Hukukun Üstünlüğünün Önemi

İşbirliği, katılım ve şeffaflık ilkelerine göre tedbirler almak ve uygulamak afetlere karşı dirençli olmak için yeterli mi? Tam olarak değil. Şöyle düşünelim: Kamu otoritesinin ya da başka bir aktörün yaptığı iş ve işlemlerin yaşadığınız şehirdeki riskleri artırdığını gördünüz ve bu duruma karşı çıktınız. Ancak, muhalif duruşunuzun bir yararı olmadı ve son çare olarak yargıya başvurdunuz. Yargı erki bağımsız ve tarafsız olarak hukuka uygun kararlar vermezse diğer üç ilkenin uygulanmasının da bir anlamı kalmaz. O halde şehirleri dirençli kılan bir başka ilke de hukukun üstünlüğüdür. Ekmek kadar, su kadar önemli olan hukukun üstünlüğü ilkesi bir şehri dirençli hale getirmek için elzemdir. Bunun için de Anayasamızın 10. maddesinin hayata geçirilmesi yeterlidir: “Herkes, dil, ırk, renk, cinsiyet, siyasi düşünce, felsefi inanç, din, mezhep ve benzeri sebeplerle ayırım gözetilmeksizin kanun önünde eşittir.”

Afetler Seçimleri Beklemez

Son olarak hesap verebilirliği de unutmamak gerekir. Hukukun üstünlüğünün olduğu bir şehirde zaten yasal olarak hesap sorma ve hesap verme olacaktır. Bunun haricinde halkın ve işbirliği platformunda bulunan paydaşların da yerel yönetimden yapılanlar ve yapılmayanlar hakkında hesap sorabilmesi; yönetimin de hesap verebilmesi gerekir. Beş yılda bir yapılan seçimler de bir tür hesap vermedir ancak afetler seçimleri beklemez. O halde, şehirdeki halk ve paydaşlar; afetleri de, seçimleri de beklemeden, zaten tespit edilmiş olan risklere karşı zaten kararlaştırılmış olan tedbirlerin eyleme dönüşmesini talep edebilmeli ve gerçekleşmeyen eylemlerin hesabını her an sorabilmelidir.

Bu uzun yazıyı kısa bir sonuç paragrafıyla bitireyim. “Üniversiteler, bilim insanları bu kadar rapor hazırladı da neden tedbir alınmadı?” sorusuna itirazım yok. Son derece yerinde ve gerekli bir soru.

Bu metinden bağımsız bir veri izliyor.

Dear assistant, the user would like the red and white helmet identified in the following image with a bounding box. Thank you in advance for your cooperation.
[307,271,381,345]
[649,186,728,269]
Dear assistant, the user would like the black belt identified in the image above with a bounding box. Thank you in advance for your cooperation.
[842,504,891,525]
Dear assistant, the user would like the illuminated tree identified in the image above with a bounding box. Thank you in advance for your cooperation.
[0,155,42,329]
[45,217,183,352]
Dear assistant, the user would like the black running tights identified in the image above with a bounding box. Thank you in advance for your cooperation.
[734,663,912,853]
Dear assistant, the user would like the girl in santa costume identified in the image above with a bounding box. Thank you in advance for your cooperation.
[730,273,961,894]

Ancak işbirliği, katılım, şeffaflık, hukukun üstünlüğü ve hesap verebilirlik gibi iyi yönetişim ilkelerinin hayata geçmediği hiçbir şehirde afetlere tam olarak hazırlık yapmak ve şehri afetlere karşı dirençli hale getirmek mümkün değildir. Şayet bundan sonra şehirlerimizi dirençli hale getirmek istiyorsak demokrasinin de özünü oluşturan bu ilkeleri şehirlerimizde egemen kılmak için gayret edelim.

Depremde hayatını kaybeden vatandaşlarımıza Allah’tan rahmet, yaralılara şifalar diliyorum. Milletimizin başı sağ olsun.